Cela étant, son histoire reste encore largement à écrire et je pense que l’adoption de cette proposition de résolution complèterait utilement cette œuvre collective. C’est la raison pour laquelle les membres du groupe UMP soutiendront cette démarche.(Applaudissements sur les travées de l'UMP et de l'UDI-UC.)
M. Jean Bizet. Très bien !
M. le président. La parole est à M. Michel Le Scouarnec.
M. Michel Le Scouarnec. Monsieur le président, madame la ministre, mes chers collègues, mon intervention se limitera à une brève explication de vote. Le texte présenté par M. Bernard-Reymond a laissé mon groupe perplexe. L’absence d’aspérités dans l’exposé des motifs, clair et plutôt lisse, vise manifestement à susciter le consensus le plus large possible.
Mais la création d’une radio n’est pas une mince affaire, mes chers collègues, et ne peut se décréter d’un coup de baguette magique. Je comprends l’angoisse des défenseurs ardents de l’Europe libérale, celle des traités de Maastricht ou de Lisbonne, qui cherchent un moyen de persuader notre peuple du bien-fondé d’une construction européenne qui lui échappe et qu’il rejette de plus en plus.
De ce point de vue, l’auteur de la présente proposition de résolution a dressé un tableau plutôt noir de l’Europe actuelle dans le cadre de la mondialisation en marche – elle ne marche d’ailleurs pas si bien ! –, et s’est interrogé sur son avenir. J’ai ainsi relevé l’expression « scepticisme des populations » dans ses propos. L’ultralibéralisme n’apportant donc pas les réponses attendues, le manque de projet à long terme pour l’Europe se fait sentir.
Faut-il plus d’Europe ou une Europe du progrès social avec une adhésion des peuples, dont vous avez, mon cher collègue, souligné l’absence ? Pour ma part, je partage votre vision très noire.
Créer une radio consacrée uniquement à la vie des autres peuples d’Europe me semble d’une grande témérité et loin d’atteindre l’essentiel.
Si l’on peut admettre qu’il serait intéressant d’être mieux informé sur les difficultés de vie des peuples européens ou sur l’effondrement social de pays comme la Grèce, l’Espagne, le Portugal, la Roumanie ou la Bulgarie, pourquoi ne pas renforcer le rôle du service public actuel, de grande qualité de surcroît ? Je pense en particulier à Radio France, avec France Inter, France Culture, France Info et RFI.
Pourquoi limiter l’information à la réalité d’une Europe, à une station spécialisée, alors que l’Europe n’est ni source d’enthousiasme ni en bonne santé ?
Oui, il faut informer plus et mieux. Prenons l’exemple d’Aube dorée en Grèce.
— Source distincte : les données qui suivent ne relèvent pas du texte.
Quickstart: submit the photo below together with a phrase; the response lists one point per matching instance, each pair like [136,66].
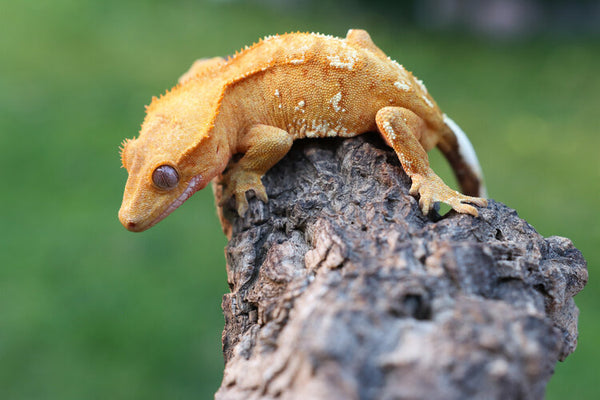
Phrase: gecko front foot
[236,183]
[432,189]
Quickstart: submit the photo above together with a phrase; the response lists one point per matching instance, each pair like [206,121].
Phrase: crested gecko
[283,88]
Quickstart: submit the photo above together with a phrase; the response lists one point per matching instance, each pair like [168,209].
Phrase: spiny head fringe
[122,148]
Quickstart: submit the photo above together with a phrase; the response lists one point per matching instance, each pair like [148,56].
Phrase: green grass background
[89,310]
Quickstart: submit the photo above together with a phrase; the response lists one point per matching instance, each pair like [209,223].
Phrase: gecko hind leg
[403,130]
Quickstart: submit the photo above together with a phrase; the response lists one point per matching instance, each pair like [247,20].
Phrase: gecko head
[166,167]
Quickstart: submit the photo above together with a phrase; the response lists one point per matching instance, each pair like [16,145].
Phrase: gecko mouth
[194,185]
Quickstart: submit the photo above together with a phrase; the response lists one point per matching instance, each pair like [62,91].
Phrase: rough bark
[342,289]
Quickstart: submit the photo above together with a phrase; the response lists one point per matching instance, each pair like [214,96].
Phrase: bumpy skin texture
[280,89]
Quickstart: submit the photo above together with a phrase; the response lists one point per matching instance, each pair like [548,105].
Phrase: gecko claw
[236,183]
[432,189]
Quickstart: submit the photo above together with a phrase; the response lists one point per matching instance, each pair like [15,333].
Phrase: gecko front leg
[263,146]
[402,129]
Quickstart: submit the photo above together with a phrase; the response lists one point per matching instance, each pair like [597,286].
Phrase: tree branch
[342,289]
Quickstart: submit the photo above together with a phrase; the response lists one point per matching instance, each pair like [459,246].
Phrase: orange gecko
[283,88]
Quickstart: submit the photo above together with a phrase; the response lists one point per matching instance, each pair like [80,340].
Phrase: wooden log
[342,289]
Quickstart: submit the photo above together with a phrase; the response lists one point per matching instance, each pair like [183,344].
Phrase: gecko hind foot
[432,189]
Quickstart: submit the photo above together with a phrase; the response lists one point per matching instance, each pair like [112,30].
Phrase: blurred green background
[89,310]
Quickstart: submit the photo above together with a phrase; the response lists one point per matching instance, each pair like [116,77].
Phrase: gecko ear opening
[123,151]
[165,177]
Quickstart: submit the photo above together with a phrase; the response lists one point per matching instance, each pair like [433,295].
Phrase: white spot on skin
[387,127]
[401,85]
[421,85]
[429,103]
[300,106]
[335,101]
[346,61]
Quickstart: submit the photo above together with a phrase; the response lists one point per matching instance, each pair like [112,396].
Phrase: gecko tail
[459,152]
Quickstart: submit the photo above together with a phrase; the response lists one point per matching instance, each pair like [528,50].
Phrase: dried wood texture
[342,289]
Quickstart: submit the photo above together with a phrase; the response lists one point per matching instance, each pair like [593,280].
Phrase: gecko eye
[165,177]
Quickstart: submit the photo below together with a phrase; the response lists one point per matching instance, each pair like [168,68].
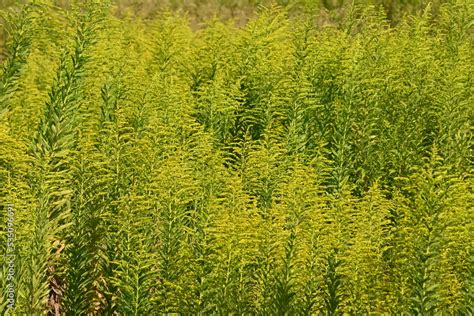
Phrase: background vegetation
[304,163]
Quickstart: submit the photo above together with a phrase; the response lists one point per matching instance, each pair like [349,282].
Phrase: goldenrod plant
[314,158]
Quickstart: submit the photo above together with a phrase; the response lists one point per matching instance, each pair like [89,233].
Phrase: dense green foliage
[287,167]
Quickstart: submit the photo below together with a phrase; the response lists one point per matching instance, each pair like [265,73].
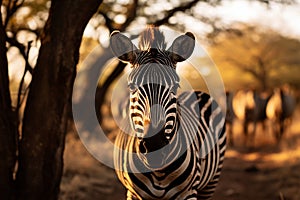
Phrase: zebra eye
[132,87]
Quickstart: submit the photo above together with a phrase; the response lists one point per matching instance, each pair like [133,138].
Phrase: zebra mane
[152,37]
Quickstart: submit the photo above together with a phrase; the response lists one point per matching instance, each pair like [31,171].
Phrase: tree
[263,54]
[39,152]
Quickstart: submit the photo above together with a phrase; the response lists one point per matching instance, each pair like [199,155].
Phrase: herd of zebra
[250,107]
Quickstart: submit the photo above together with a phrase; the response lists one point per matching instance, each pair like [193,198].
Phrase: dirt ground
[265,172]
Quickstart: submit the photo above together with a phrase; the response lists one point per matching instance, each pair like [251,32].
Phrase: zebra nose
[157,118]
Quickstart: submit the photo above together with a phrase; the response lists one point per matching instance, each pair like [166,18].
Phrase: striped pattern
[177,144]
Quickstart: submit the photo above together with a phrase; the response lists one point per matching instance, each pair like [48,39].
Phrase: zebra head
[153,84]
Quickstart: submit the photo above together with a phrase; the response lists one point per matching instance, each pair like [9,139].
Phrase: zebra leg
[131,196]
[245,129]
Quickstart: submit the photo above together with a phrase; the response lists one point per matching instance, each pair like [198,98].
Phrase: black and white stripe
[177,144]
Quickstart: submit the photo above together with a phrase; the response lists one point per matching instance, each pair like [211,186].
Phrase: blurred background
[255,44]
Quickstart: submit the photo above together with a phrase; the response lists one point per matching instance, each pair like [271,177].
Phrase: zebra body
[177,144]
[279,110]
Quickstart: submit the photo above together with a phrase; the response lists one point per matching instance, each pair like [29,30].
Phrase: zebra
[177,144]
[279,111]
[250,107]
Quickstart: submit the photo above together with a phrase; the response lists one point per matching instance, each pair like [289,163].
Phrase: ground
[266,171]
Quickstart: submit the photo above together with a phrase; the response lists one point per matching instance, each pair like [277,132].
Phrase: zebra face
[153,84]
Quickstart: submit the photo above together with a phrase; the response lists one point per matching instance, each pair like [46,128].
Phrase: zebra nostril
[142,147]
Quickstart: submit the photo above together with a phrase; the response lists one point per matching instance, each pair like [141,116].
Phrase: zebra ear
[122,47]
[182,47]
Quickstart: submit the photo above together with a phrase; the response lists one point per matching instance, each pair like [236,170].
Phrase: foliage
[268,58]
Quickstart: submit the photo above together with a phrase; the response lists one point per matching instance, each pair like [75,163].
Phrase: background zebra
[279,111]
[249,107]
[176,146]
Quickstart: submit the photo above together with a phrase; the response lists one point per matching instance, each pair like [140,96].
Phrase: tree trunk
[49,98]
[7,125]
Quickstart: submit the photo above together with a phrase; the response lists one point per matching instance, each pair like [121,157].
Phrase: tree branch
[171,13]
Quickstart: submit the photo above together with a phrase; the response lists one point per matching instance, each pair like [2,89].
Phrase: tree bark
[7,124]
[49,98]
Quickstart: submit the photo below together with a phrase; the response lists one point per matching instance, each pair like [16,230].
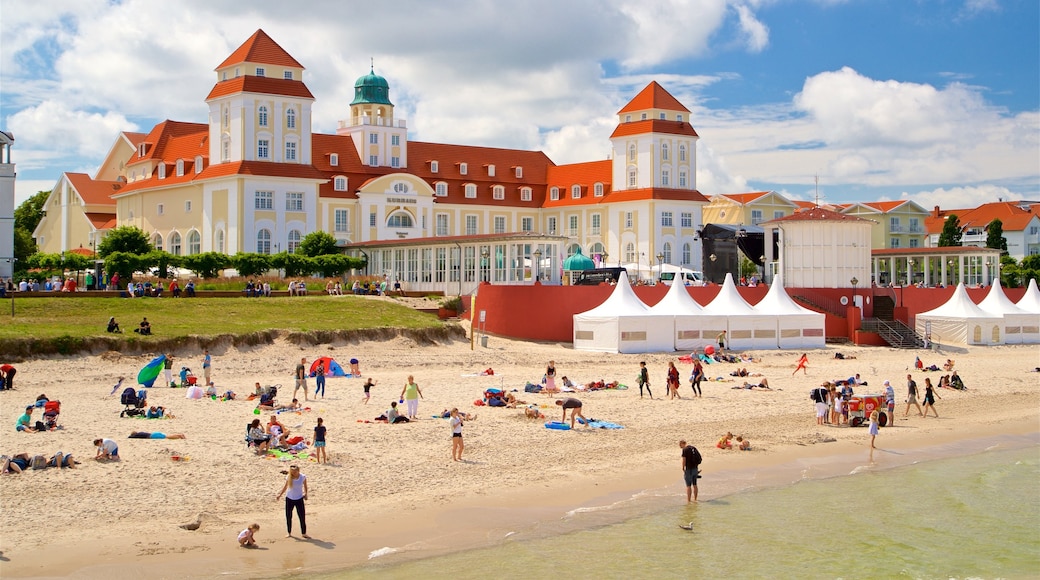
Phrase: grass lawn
[48,318]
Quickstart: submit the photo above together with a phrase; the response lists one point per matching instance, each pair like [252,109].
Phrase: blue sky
[937,101]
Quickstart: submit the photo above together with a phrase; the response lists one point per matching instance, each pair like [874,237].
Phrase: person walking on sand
[691,469]
[320,455]
[803,362]
[575,406]
[369,383]
[295,494]
[930,395]
[457,444]
[874,426]
[673,380]
[411,393]
[912,396]
[207,364]
[301,375]
[644,379]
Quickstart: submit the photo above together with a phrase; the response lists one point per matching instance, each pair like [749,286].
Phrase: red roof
[262,85]
[653,97]
[94,192]
[654,126]
[817,214]
[260,49]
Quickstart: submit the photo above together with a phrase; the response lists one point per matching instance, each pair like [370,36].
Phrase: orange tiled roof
[263,85]
[94,192]
[653,97]
[261,49]
[654,126]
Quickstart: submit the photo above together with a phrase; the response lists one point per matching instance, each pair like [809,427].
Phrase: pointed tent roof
[677,301]
[959,306]
[1031,300]
[622,301]
[261,49]
[729,300]
[653,97]
[998,302]
[778,301]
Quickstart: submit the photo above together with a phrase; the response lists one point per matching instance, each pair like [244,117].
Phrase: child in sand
[247,538]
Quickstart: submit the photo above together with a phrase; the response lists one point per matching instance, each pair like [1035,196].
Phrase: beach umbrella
[151,371]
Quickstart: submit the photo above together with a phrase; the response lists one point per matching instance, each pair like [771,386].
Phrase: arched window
[294,239]
[399,219]
[263,241]
[195,243]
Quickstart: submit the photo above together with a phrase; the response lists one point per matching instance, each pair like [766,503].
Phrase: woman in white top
[295,493]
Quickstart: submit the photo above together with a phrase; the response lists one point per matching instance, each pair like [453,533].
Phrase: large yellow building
[255,178]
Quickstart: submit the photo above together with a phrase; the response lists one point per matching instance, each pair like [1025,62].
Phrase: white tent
[1031,299]
[1019,326]
[746,326]
[797,326]
[960,321]
[692,328]
[622,323]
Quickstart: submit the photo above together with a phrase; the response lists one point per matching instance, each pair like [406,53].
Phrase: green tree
[128,239]
[317,243]
[207,264]
[994,236]
[951,232]
[29,212]
[251,264]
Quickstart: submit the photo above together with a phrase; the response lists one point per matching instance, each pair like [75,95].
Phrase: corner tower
[260,109]
[380,139]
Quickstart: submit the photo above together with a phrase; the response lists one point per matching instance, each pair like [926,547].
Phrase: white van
[691,278]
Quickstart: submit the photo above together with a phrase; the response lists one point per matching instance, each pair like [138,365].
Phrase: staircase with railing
[895,333]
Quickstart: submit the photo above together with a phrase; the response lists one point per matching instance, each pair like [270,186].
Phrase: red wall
[545,313]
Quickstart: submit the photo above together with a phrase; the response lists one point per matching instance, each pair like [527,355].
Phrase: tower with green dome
[381,139]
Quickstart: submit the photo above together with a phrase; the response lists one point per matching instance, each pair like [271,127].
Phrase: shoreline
[393,490]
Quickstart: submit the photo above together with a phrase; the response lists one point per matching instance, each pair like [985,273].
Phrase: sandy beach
[394,485]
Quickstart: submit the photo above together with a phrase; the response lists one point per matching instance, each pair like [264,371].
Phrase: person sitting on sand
[155,435]
[726,441]
[743,444]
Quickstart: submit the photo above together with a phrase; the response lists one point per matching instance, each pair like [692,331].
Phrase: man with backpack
[691,469]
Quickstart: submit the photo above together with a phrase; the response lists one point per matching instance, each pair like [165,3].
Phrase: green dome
[371,88]
[578,262]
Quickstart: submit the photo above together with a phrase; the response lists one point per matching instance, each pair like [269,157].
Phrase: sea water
[967,517]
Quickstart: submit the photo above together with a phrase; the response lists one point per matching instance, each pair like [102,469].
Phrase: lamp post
[484,262]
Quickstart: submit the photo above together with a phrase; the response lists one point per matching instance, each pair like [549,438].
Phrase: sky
[935,101]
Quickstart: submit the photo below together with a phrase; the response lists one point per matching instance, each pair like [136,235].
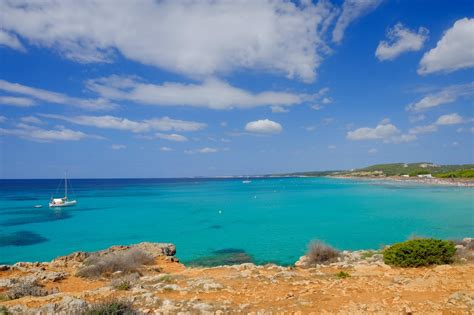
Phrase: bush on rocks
[112,307]
[420,252]
[26,288]
[320,253]
[126,261]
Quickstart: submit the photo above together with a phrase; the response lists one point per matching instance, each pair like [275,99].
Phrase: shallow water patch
[226,256]
[21,238]
[45,216]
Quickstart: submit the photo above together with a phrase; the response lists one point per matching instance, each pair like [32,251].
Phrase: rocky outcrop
[168,287]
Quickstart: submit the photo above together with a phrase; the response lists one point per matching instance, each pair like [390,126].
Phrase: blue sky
[209,88]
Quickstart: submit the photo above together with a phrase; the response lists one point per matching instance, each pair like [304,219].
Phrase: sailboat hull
[64,204]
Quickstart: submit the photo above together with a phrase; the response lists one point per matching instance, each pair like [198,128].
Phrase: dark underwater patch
[45,216]
[21,238]
[226,256]
[22,198]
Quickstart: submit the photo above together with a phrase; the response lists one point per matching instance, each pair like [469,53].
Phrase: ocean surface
[267,220]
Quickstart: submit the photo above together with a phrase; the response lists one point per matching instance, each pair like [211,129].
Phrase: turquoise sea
[270,219]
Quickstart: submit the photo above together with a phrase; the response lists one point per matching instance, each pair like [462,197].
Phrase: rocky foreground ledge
[358,282]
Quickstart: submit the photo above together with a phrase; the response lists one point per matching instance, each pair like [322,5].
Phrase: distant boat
[247,181]
[64,201]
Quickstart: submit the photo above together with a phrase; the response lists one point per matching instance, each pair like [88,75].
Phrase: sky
[212,88]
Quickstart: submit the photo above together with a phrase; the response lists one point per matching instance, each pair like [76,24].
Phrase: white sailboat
[62,202]
[247,181]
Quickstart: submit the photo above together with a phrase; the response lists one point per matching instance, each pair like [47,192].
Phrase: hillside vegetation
[414,169]
[399,169]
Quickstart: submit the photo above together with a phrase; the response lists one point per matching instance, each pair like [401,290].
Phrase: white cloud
[384,131]
[446,95]
[450,119]
[212,93]
[197,39]
[42,135]
[205,150]
[326,100]
[31,120]
[16,101]
[279,109]
[327,121]
[171,137]
[118,146]
[351,11]
[400,40]
[454,51]
[166,149]
[113,122]
[53,97]
[264,126]
[423,129]
[10,40]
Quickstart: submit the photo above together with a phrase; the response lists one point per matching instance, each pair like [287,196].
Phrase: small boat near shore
[64,201]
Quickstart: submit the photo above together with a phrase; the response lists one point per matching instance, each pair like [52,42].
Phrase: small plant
[26,288]
[342,275]
[4,297]
[320,253]
[112,307]
[125,283]
[4,310]
[368,254]
[420,252]
[126,261]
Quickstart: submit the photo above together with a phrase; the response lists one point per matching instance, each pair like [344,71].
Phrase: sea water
[269,219]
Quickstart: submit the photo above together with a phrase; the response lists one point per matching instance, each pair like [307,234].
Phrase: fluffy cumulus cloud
[171,137]
[385,131]
[119,123]
[48,97]
[197,38]
[16,101]
[34,133]
[263,126]
[10,40]
[400,40]
[205,150]
[444,120]
[212,93]
[446,95]
[31,120]
[351,11]
[454,51]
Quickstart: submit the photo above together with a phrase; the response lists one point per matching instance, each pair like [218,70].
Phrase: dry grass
[126,261]
[25,288]
[320,253]
[112,307]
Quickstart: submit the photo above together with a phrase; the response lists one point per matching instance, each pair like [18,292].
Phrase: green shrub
[112,307]
[4,310]
[320,253]
[420,252]
[342,275]
[126,261]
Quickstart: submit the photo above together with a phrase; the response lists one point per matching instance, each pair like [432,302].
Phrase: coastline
[165,286]
[458,182]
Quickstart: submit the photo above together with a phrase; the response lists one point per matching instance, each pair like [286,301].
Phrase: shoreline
[424,181]
[357,282]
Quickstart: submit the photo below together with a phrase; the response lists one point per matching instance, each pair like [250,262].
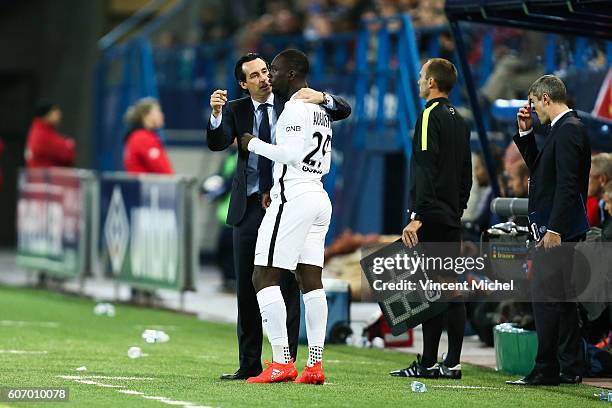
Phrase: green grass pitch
[185,370]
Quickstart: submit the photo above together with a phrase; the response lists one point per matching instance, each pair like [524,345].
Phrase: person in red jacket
[144,151]
[46,147]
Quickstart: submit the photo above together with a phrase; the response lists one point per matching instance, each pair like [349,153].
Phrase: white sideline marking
[86,382]
[358,362]
[165,400]
[109,385]
[130,392]
[21,323]
[466,387]
[208,357]
[102,377]
[23,352]
[156,326]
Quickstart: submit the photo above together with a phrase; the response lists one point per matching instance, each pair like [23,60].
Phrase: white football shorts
[294,232]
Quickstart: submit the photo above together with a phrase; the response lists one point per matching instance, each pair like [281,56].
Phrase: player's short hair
[297,61]
[135,114]
[443,72]
[238,71]
[551,86]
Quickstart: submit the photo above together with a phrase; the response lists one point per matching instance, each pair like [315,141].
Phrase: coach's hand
[217,100]
[524,118]
[550,240]
[266,200]
[309,95]
[409,236]
[244,141]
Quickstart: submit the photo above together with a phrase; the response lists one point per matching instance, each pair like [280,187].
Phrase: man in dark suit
[557,193]
[256,114]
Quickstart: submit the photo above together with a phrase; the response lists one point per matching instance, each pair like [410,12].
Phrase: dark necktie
[264,165]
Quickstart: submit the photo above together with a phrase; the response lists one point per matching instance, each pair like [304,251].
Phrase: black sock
[432,330]
[455,329]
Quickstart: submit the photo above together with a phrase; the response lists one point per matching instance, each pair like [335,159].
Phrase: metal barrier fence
[139,230]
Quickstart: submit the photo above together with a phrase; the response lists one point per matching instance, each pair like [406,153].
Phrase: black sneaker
[451,373]
[416,370]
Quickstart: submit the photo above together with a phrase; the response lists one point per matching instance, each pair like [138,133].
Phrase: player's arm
[426,158]
[336,107]
[290,129]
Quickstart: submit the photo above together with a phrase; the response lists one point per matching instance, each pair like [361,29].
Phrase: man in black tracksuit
[441,178]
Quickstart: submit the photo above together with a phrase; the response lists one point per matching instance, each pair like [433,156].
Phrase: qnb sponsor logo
[40,225]
[310,170]
[154,242]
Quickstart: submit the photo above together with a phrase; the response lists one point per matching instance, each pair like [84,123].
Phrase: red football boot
[276,372]
[312,375]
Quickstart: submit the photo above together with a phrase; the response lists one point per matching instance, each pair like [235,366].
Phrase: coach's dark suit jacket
[237,120]
[559,171]
[559,177]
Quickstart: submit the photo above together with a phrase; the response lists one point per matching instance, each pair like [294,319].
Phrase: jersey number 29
[324,146]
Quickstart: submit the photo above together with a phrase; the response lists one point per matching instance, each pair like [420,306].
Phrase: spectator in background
[515,69]
[518,186]
[599,176]
[606,229]
[518,180]
[46,147]
[144,151]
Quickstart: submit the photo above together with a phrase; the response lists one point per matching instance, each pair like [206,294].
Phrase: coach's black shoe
[535,378]
[569,379]
[417,370]
[238,375]
[452,373]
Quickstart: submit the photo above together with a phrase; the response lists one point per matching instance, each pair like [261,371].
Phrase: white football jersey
[302,154]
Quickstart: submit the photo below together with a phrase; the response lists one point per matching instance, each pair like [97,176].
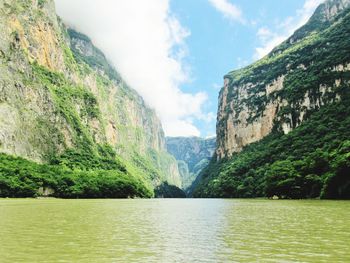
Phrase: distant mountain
[284,122]
[192,155]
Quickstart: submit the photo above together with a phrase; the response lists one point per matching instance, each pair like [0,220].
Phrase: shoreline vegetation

Qui, en dehors des passionnés de politique internationale, avait perçu le danger naissant ? N’était-ce pas le rôle du service public existant d’alerter nos concitoyens sur le développement d’une organisation néonazie aux portes du pouvoir au sein même de l’Union européenne ?
Je note d’ailleurs que France Inter a annoncé aujourd’hui même entamer une tournée des capitales européennes, dont le programme, pour l’instant limité, répond en partie à nos préoccupations.
Mais, et vous le savez bien, mes chers collègues, outre des questions réelles de ligne éditoriale, les moyens manquent cruellement au service public pour faire face à certaines missions C’est là le second argument qui motive le rejet par mon groupe de la présente proposition de résolution.
En 2014 comme en 2013, le budget de Radio France sera en baisse – cette année, il a diminué de 1,4 %. Or il nous est proposé de créer une nouvelle station de radio publique, a priori financée par l’Union européenne à hauteur de 50 %. Mais qu’en pensent les personnels de Radio France ? Cet aspect du problème semble vous avoir échappé… Je crois que ces salariés ne nous comprendraient pas, à l’heure où ils subissent des restrictions budgétaires et, par voie de conséquence, des suppressions de postes.
Cette proposition de résolution ne nous semble donc ni opportune ni prioritaire, sur le plan tant politique que budgétaire. C’est pourquoi nous ne la voterons pas.